Progressive Distillation for Fast Sampling of Diffusion Models
Tim Salimans, Jonathan Ho
Submitted to arXiv on: 1 February 2022
Abstract: Diffusion models have recently shown great promise for generative modeling, outperforming GANs on perceptual quality and autoregressive models at density estimation. A remaining downside is their slow sampling time: generating high quality samples takes many hundreds or thousands of model evaluations. Here we make two contributions to help eliminate this downside: First, we present new parameterizations of diffusion models that provide increased stability when using few sampling steps. Second, we present a method to distill a trained deterministic diffusion sampler, using many steps, into a new diffusion model that takes half as many sampling steps. We then keep progressively applying this distillation procedure to our model, halving the number of required sampling steps each time. On standard image generation benchmarks like CIFAR-10, ImageNet, and LSUN, we start out with state-of-the-art samplers taking as many as 8192 steps, and are able to distill down to models taking as few as 4 steps without losing much perceptual quality; achieving, for example, a FID of 3.0 on CIFAR-10 in 4 steps. Finally, we show that the full progressive distillation procedure does not take more time than it takes to train the original model, thus representing an efficient solution for generative modeling using diffusion at both train and test time.
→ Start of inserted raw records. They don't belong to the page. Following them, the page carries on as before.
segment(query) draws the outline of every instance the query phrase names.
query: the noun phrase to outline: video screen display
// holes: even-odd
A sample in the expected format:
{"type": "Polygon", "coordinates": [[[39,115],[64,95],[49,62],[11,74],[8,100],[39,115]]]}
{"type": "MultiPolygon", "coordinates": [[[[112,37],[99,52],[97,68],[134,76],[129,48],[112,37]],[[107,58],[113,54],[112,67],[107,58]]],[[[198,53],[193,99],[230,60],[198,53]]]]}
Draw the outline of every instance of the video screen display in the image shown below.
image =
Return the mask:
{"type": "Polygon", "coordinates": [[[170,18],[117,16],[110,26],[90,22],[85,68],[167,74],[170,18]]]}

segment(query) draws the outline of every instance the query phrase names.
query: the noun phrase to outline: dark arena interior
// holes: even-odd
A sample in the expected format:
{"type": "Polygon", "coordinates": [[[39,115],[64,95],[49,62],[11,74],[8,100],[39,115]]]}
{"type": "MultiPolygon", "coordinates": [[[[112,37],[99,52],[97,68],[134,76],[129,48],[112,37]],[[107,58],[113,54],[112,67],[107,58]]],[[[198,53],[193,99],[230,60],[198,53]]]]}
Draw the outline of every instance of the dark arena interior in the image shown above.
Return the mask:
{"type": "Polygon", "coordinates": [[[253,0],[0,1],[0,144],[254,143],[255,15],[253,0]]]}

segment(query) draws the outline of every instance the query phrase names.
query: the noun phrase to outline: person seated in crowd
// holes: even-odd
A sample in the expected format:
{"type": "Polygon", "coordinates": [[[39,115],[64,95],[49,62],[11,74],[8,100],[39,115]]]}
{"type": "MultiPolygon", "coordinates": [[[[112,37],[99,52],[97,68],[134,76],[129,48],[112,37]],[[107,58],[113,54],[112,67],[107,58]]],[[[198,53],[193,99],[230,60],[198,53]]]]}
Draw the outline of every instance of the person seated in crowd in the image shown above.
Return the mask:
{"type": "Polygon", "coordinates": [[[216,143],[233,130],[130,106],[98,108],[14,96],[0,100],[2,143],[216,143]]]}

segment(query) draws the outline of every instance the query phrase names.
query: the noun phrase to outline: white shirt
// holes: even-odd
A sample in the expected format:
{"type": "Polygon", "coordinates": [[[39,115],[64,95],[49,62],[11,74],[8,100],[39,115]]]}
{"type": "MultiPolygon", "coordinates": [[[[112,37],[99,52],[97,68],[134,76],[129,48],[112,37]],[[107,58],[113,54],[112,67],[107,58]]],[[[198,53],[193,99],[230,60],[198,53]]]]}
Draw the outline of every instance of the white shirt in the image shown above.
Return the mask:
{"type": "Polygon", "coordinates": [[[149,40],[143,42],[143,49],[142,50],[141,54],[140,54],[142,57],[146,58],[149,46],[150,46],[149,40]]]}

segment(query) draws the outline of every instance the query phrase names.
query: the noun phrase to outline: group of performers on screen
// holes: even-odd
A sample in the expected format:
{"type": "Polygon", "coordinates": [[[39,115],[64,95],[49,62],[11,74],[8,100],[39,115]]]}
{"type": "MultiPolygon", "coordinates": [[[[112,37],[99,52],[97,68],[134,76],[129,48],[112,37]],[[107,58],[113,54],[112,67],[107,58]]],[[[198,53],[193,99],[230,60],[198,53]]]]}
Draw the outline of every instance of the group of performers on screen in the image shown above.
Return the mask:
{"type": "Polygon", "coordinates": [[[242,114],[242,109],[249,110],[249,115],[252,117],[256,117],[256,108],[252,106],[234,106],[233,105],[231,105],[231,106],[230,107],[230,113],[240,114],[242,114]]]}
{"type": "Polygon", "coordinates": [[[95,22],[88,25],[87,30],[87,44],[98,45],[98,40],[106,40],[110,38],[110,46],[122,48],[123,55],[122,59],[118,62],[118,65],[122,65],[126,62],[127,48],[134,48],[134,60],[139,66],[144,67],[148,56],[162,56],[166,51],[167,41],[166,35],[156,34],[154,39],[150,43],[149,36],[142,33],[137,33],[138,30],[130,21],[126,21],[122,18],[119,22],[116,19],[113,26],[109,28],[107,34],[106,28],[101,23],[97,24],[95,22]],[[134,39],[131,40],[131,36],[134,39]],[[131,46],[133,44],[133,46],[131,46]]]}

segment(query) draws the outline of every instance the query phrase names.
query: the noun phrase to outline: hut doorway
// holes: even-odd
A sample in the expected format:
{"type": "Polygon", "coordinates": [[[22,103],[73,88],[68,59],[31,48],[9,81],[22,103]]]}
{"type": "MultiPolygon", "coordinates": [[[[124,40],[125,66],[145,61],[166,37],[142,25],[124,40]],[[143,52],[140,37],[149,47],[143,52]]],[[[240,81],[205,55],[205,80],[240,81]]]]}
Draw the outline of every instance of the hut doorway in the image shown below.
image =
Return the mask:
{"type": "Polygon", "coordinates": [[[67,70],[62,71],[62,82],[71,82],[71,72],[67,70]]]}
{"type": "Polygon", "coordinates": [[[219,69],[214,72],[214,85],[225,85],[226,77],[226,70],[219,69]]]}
MaskGIT: Masked Generative Image Transformer
Huiwen Chang, Han Zhang, Lu Jiang, Ce Liu, William T. Freeman
Submitted to arXiv on: 8 February 2022
Abstract: Generative transformers have experienced rapid popularity growth in the computer vision community in synthesizing high-fidelity and high-resolution images. The best generative transformer models so far, however, still treat an image naively as a sequence of tokens, and decode an image sequentially following the raster scan ordering (i.e. line-by-line). We find this strategy neither optimal nor efficient. This paper proposes a novel image synthesis paradigm using a bidirectional transformer decoder, which we term MaskGIT. During training, MaskGIT learns to predict randomly masked tokens by attending to tokens in all directions. At inference time, the model begins with generating all tokens of an image simultaneously, and then refines the image iteratively conditioned on the previous generation. Our experiments demonstrate that MaskGIT significantly outperforms the state-of-the-art transformer model on the ImageNet dataset, and accelerates autoregressive decoding by up to 64x. Besides, we illustrate that MaskGIT can be easily extended to various image editing tasks, such as inpainting, extrapolation, and image manipulation.